Like Kharitonov and Slutsky, Davankov approves of invading Ukraine and generally supports Putin’s imperialist policies. He also signed Nadezhdin’s letter of support. After the anti-war candidate was denied registration, he said he wanted to communicate with him and incorporate some of his promises into his program. He called Navalny’s death “a tragedy for his loved ones.” (…) One of Navalny’s closest associates noted that Davankov spoke Putin’s language on key issues.

The illusion of “a different Russia”

 

Emigrants

What remains is the opposition in exile. In addition to Katz and the activists of the Anti-Corruption Foundation operating abroad, these are primarily Mikhail Khodorkovsky, Garry Kasparov, and Ilya Ponomaryov. Khodorkovsky has the most authority. As a former inmate who was sent to prison by Putin, he commands respect. He was bold because he was not afraid to challenge the Kremlin, but he was also smart because he left the country at the right moment.

Khodorkovsky and Kasparov were co-authors of a declaration by the Russian democratic forces calling for, among other things, Moscow’s withdrawal from Ukraine. The invasion was likewise condemned by Navalny from behind bars, who in the past had been ambivalent about Crimea’s belonging to Russia.

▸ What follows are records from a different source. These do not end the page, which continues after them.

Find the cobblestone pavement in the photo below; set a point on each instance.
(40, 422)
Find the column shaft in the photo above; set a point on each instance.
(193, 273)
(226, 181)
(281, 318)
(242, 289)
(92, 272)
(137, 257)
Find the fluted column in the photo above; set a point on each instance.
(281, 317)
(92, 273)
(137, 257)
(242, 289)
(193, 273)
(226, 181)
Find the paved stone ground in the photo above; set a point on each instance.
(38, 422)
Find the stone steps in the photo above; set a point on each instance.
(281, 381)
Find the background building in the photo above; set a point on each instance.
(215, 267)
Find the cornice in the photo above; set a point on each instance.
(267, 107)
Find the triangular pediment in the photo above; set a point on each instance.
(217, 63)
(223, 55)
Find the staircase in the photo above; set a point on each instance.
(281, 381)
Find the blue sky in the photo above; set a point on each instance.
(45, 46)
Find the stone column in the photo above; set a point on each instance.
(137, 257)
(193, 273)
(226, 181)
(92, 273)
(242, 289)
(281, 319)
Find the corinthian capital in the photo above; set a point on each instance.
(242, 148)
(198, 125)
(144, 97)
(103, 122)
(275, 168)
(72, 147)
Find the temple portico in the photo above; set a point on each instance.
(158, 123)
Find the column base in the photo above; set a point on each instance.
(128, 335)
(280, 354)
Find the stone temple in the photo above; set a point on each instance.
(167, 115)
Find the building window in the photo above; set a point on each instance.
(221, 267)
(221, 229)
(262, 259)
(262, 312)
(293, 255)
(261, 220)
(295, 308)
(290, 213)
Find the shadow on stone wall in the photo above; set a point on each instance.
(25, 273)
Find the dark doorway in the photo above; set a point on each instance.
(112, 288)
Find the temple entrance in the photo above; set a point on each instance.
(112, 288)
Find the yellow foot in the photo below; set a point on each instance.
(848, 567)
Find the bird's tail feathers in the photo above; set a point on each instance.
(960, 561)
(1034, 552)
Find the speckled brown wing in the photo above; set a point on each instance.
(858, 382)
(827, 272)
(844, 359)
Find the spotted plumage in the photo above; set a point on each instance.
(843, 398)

Ponomaryov, on the other hand, is in Ukraine and has co-founded Russian volunteer units to fight on Kyiv’s side. He is also organizing more “rallies of people’s deputies,” which bring together former Russian regional politicians. He is the only one who directly calls for the Russian government’s violent overthrow in an alliance with Ukraine.

Ukrainian Realists

Finally, it is impossible not to mention Yulia Navalnaya, who has announced that she will continue Alexei Navalny’s work. Some commentators see her as a worthy successor to her tragically deceased husband. She was his right hand, supporting, advising, and accompanying him in many public appearances. But she did all this as his wife, not as an activist.

She certainly has a strong character and is courageous, as she demonstrated by publicly declaring her hatred for Putin and accusing him of killing Alexei. In this respect, she appears better than the quiet and rather reserved Svetlana Tikhanouskaya. For obvious reasons, she is now being compared to her. The Belarusian Tikhanouskaya, unlike Navalnaya, did not participate in public life until her husband was behind bars. She found herself in politics somewhat by accident. Before she left the country, however, she managed to run in the presidential elections. Had it not been for fraud, she would have had a chance to win.

Navalnaya lacks such experience and a similar form of political legitimacy. In exile, she will be no more than Tikhanouskaya or Khodorkovsky, and her return to the country, even if it doesn’t end as tragically as her husband’s, will not lead to a revolution.

Moreover, as Putin’s main rival Alexei himself was certainly not supported by most Russians. Even when Navalny ended up behind bars, proving his courage, and when he shortly thereafter made an online video in which he proved that Putin had built a palace with stolen money, there was no breakthrough. And yet this was a year before the invasion of Ukraine – in the “soft” times before the screws were tightened.